En l’espèce, la SA PROMOLOGIS ne justifie pas de l’existence d’un préjudice qui serait distinct de celui causé par le retard et qui sera réparé par les intérêts moratoires assortissant la créance.
Il convient en conséquence de rejeter la demande de dommages et intérêts.
Sur les frais irrépétibles et les dépens :
En application de l’article 700 du Code de procédure civile « le juge condamne la partie tenue aux dépens ou qui perd son procès à payer à l’autre partie la somme qu’il détermine au titre des frais exposés et non compris dans les dépens. »
Monsieur [W] [Z] [C] sera condamné à payer la somme de 800 euros à LA SA PROMOLOGIS au titre de l’article 700 du Code de Procédure Civile.
Aux termes de l’article 696 du même code, « la partie perdante est condamnée aux dépens, à moins que le juge, par décision motivée, n’en mette la totalité ou une fraction à la charge d’une autre partie. »

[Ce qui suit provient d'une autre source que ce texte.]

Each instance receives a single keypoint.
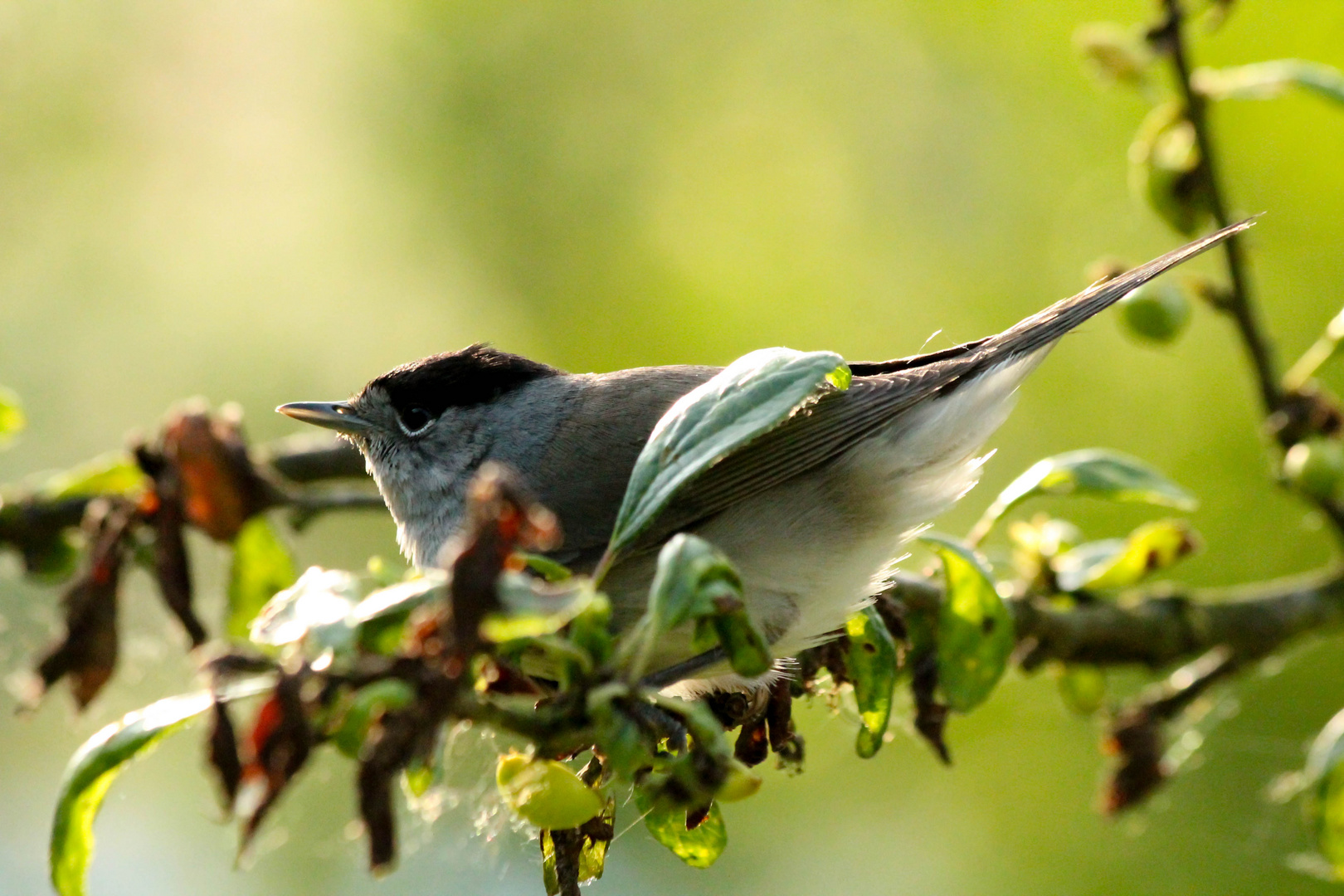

Monsieur [W] [Z] [C] qui succombe, supportera les entiers dépens de l’instance.
PAR CES MOTIFS :
Nous, Juge du Contentieux de la Protection statuant en référé par ordonnance contradictoire, en premier ressort et par mise à disposition au greffe :
Renvoyons les parties à mieux se pourvoir au principal, mais dès à présent, vu l’urgence,
DÉCLARONS la demande en résiliation de bail diligentée par LA SA PROMOLOGIS recevable et bien fondée ;
CONSTATONS que les conditions d’acquisition de la clause résolutoire figurant au bail conclu le 19 septembre 2019 entre LA SA PROMOLOGIS et Monsieur [W] [Z] [C] concernant le logement situé Logement C02 résidence Les Terrasses d’Anglas 219 avenue de la Condamine 30600 Vauvert étaient réunies à la date du 11 septembre 2024,
CONSTATONS la résiliation du bail à compter du 11 septembre 2024,
CONSTATONS que Monsieur [W] [Z] [C] est déchu de son titre d’occupation et se maintient indûment dans le logement initialement loué susvisé,
En conséquence :
ORDONNONS, l’expulsion domiciliaire de Monsieur [W] [Z] [C] ainsi que celle de tout occupant de son chef, des locaux situés Logement C02 résidence Les Terrasses d’Anglas 219 avenue de la Condamine 30600 Vauvert avec le concours de la force publique et d’un serrurier si besoin, dans les formes et délais prescrits par les articles L411-1 et suivants du Code des procédures civiles d’exécution,
CONDAMNONS Monsieur [W] [Z] [C] à payer par provision à LA SA PROMOLOGIS à compter du 1er janvier 2025 et jusqu’à libération ou reprise effective des lieux, une indemnité mensuelle d’occupation équivalente au loyer et charges actuels, et en subissant les augmentations légales,
CONDAMNONS Monsieur [W] [Z] [C] à payer par provision à la SA PROMOLOGIS la somme de 2 541,58 euros, échéance du mois de décembre 2024 incluse avec intérêts au taux légal à compter de la présente ordonnance,
Autorisons Monsieur [W] [Z] [C] à se libérer de ladite somme en 12 mensualités en sus du loyer courant, payables le 05 de chaque mois à partir du mois suivant la signification de la présente ordonnance, par 12 mensualités de 212,00 euros, la 12ème et dernière mensualité correspondant au solde de la dette en principal, intérêts et frais,
Disons que si Monsieur [W] [Z] [C] s’exécute dans les délais et selon les modalités fixées, la clause résolutoire insérée au bail, dont les effets sont suspendus, sera réputée n’avoir jamais joué ;
Disons qu’à défaut de paiement de toute mensualité pendant le délai accordé, qu’elle soit due au titre de l’arriéré ci-avant fixé, du loyer courant ou des charges afférentes, le solde de la dette deviendra immédiatement exigible en intégralité et la clause résolutoire produira son plein effet,
REJETONS la demande en paiement de dommages et intérêts,
CONDAMNONS Monsieur [W] [Z] [C] à payer à LA SA PROMOLOGIS la somme de 800 euros au titre de l’article 700 du Code de procédure civile,
CONDAMNONS Monsieur [W] [Z] [C] aux entiers dépens.